Blinding of participants and personnel (performance bias) 
 All outcomes High risk No blinding of physiotherapist: Materials and Methods section (page 101): “only the therapist who applied the therapy was aware of the therapy”.
Although it would be logistically difficult to blind the participants or study personnel to the intervention, the standardisation of the intervention with the exercise sheet detailing the home‐exercise programme attempted to reduce physiotherapist's potential bias.
Blinding of outcome assessment (detection bias) 
 All outcomes Unclear risk The assessor was blinded to group allocation. Methods section (page 101): "the physician was blinded to the treatment program". However, no safeguards were described and subjective outcomes reported by the patients were not blinded.

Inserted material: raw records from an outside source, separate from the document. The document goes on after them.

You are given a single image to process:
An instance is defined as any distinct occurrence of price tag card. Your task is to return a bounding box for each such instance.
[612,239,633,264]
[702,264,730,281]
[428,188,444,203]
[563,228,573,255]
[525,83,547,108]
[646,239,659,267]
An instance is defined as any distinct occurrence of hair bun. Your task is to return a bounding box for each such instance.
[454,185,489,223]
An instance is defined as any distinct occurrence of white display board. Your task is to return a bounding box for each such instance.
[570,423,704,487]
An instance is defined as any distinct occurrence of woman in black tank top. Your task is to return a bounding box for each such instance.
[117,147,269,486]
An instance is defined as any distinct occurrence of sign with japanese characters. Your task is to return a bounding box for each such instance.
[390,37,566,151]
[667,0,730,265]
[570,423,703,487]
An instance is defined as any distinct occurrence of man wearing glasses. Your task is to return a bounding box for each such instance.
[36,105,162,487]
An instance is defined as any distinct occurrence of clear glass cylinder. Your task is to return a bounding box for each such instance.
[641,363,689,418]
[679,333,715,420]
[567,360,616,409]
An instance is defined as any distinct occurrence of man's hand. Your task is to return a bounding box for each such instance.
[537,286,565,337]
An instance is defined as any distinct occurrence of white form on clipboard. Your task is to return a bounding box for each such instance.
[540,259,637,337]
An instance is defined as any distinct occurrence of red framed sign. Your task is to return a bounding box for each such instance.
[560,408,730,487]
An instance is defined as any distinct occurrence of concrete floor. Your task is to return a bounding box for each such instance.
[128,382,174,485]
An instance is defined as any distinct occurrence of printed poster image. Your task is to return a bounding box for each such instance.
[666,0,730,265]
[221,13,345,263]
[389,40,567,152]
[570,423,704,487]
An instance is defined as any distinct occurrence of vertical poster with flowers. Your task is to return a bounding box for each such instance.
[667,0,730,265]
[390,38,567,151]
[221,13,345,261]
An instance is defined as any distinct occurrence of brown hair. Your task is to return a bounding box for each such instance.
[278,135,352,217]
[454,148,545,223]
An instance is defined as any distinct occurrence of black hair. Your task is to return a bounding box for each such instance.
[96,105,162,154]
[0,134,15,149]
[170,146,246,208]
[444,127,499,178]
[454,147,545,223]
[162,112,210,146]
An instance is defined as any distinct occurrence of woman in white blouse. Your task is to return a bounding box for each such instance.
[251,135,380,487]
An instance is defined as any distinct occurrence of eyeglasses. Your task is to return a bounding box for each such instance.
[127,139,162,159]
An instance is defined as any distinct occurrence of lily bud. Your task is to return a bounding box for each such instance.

Incomplete outcome data (attrition bias) 
 All outcomes Low risk Results section (page 102): "all patients completed the regular exercise program", therefore none appeared lost to follow‐up.
Selective reporting (reporting bias) Unclear risk No protocol available. However, all outcomes presented within the Results section (page 103) and Table 2, as previously discussed in the Methods section.